It seems she was successful at keeping it quiet - no one else, including Chapuys, whose ears were always straining for the faintest sounds of gossip, reported on it. Perhaps she met with Parker under the guise of confession, the sanctity of which even Chapuys would have never dared violate.


image    Anne asked Parker to promise her he would watch over her baby daughter, Elizabeth, if anything happened to her. She must have seen something in Parker that made her reach out to him - of all the people she could have contacted, including her own extended family - to safeguard Elizabeth and her future.

    Parker took the promise he made to Anne seriously, and considered himself bound to it for the rest of his life.



image     Anne Boleyn was an amazing woman. She managed - somehow - to behave as though nothing were amiss. She performed her court duties, attended mass, even continuing to insist on proper decorum for her courtiers. Anne always managed to keep her composure in public; it was only behind the scenes that she broke down. We don't have any records of her inner turmoil at this time.

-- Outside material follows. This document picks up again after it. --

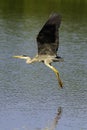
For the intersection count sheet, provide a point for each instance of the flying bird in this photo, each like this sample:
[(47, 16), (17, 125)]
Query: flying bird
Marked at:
[(48, 43)]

    Only the letters of the courtiers and Anne’s privy purse expenses give us insight into what was happening. Anne spent the last weeks of her life ordering items for her daughter. Perhaps, psychologically, Anne was trying to “cover” her daughter as best she could with all of her clothing purchases for the child. Maybe she had the foresight to see Elizabeth would be plunged into reduced circumstances by whatever her father was planning and not be cared for according to her station.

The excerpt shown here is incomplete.